Lenin hated anarchists because he viewed their Blanquist outbursts as sporadic and unplanned violence. He put down several anarchist uprisings before and after seizing power. Much like Antifa, Leftist anarchists at the time were impulsive. Their uncoordinated revolts made them vulnerable to Tsarist repression. Furthermore, these violent revolts did not aid in creating class consciousness in the masses. In short, Lenin believed that while Leftists, anarchists pursued a failing strategy in crushing or ascending power.

Lenin’s views on his contemporaries were correct. The measure of this is seeing who, in the end, imposed their will on the others. But how did Lenin seize power? Lenin was a believer that Leftist movements are doomed for failure unless coordinated by a central authority. This authority needed to simultaneously undertake multiple responsibilities including coordinating guerilla violence, propagandizing class consciousness, and playing politics. He and his fellow Bolsheviks assumed this role.

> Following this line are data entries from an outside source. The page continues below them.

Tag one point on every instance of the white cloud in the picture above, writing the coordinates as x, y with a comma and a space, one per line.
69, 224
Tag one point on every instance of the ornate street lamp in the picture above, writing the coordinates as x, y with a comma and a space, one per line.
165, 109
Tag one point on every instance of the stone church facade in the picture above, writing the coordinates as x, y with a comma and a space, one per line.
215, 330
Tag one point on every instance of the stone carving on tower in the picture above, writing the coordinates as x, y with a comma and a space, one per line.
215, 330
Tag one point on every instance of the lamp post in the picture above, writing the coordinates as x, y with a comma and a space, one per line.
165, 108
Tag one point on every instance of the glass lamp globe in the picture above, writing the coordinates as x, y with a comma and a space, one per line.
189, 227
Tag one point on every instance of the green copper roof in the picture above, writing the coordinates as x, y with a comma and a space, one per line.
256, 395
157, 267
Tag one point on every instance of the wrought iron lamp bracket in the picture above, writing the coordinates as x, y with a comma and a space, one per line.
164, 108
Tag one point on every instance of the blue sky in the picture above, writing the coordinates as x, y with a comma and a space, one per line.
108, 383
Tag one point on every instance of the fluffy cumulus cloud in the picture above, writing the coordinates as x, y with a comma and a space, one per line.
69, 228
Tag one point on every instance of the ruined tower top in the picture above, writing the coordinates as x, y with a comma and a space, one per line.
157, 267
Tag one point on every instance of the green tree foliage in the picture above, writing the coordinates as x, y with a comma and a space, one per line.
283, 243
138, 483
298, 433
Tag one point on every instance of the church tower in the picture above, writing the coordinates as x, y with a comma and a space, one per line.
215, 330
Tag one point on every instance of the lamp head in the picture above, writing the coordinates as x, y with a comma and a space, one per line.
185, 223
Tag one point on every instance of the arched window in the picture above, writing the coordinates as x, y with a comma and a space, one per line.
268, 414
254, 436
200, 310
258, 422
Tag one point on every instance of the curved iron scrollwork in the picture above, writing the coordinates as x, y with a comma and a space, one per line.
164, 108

His theory was proven correct multiple times by Leftist movements throughout the rest of the 20th century. Leftist gradualism failed to seize or keep power in Chile, Venezuela, Guatemala, etc. Leftist Anarchist violence failed in achieving Leftist anarchy in Spain, Ukraine, Argentina, etc. Leftist movements led by a Lenin-style central authority succeeded in seizing and holding power in Cuba, Vietnam, Nicaragua, etc.

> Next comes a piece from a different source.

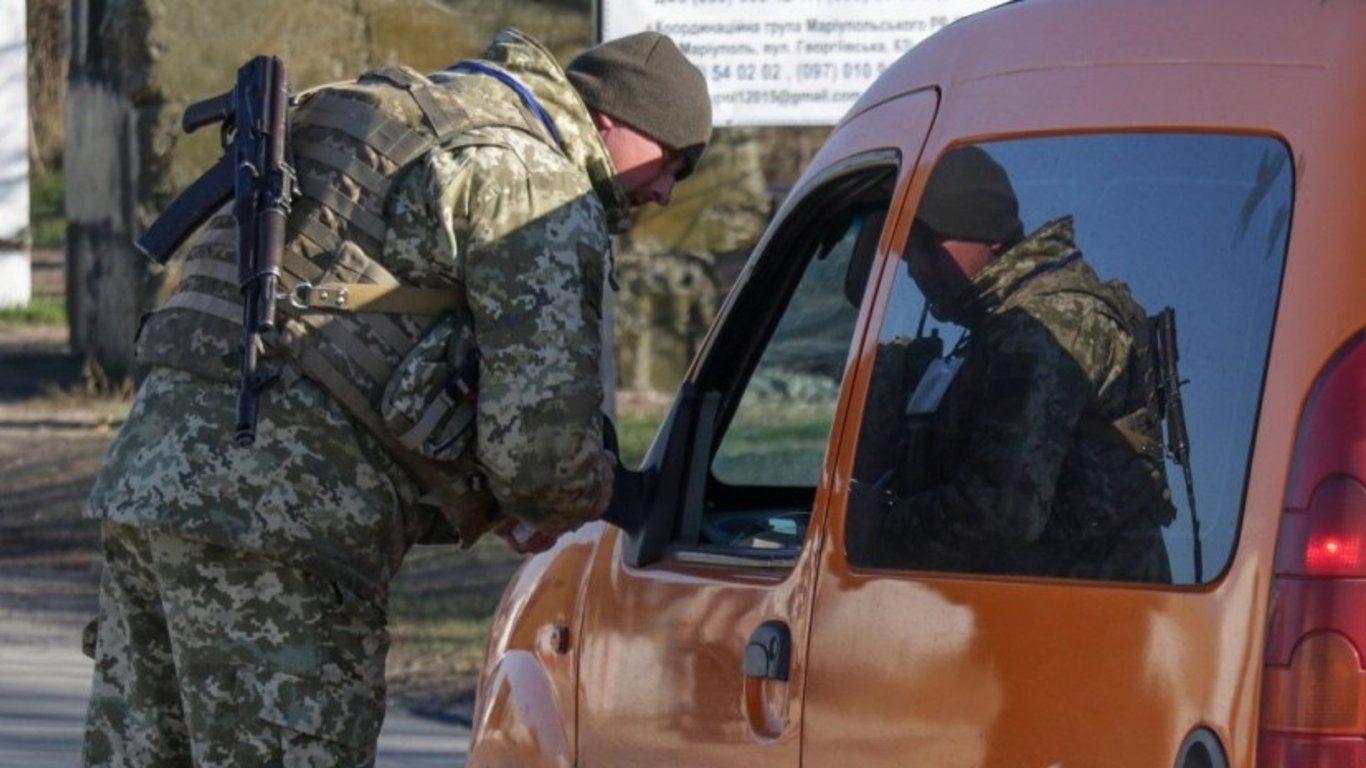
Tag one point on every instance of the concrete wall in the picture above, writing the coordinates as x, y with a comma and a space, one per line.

While these examples are not a definite judgment on the efficacy of gradualist and Blanquist strategies, they do serve as heuristics for those on the Right. They tell the Right where the danger to a free society is. Lenin serves the Right in identifying the way a malignant collectivist threat to a free society behaves. Lenin’s dismissal of benign threats serves the Right in knowing how unsuccessful collectivist movements behave.

Physical removal is expensive and requires the use of resources; it should be reserved for malignant threats. Benign threats can be destructive (in the form of Anarchist property damage) or annoying (in the form of collectivist rhetoric); yet, they are not worthy of the resources to be used on Bolsheviks. Another method should be devised to deal with these benign threats.

What a free society should guard against is the emergence of sophisticated collectivist leaders focused on power like Lenin. While this may seem like common sense, it is important note because these leaders are often perceived as either eccentric or immature and treated lightly. Take the cases of Chavez, Castro, or Lenin himself. All of these effective leaders were not taken seriously. They were able to coordinate guerillas, the masses, and politics to impose their will. Personal freedoms and order were lost because of this. Physical removal must not be spared as a remedy for this type of collectivist threat in a free society.

This distinction of malignant and benign threats to a free society is important to make. A free society cannot afford to overcorrect benign threats or undercorrect malignant threats. These miscalculations can damage a free society’s productivity, growth, and creativity. As we know, freedom is not a guarantee and even in Ancapistan, it must be guarded. Leninism provides the Right a lens to use in guarding a free society’s foundation.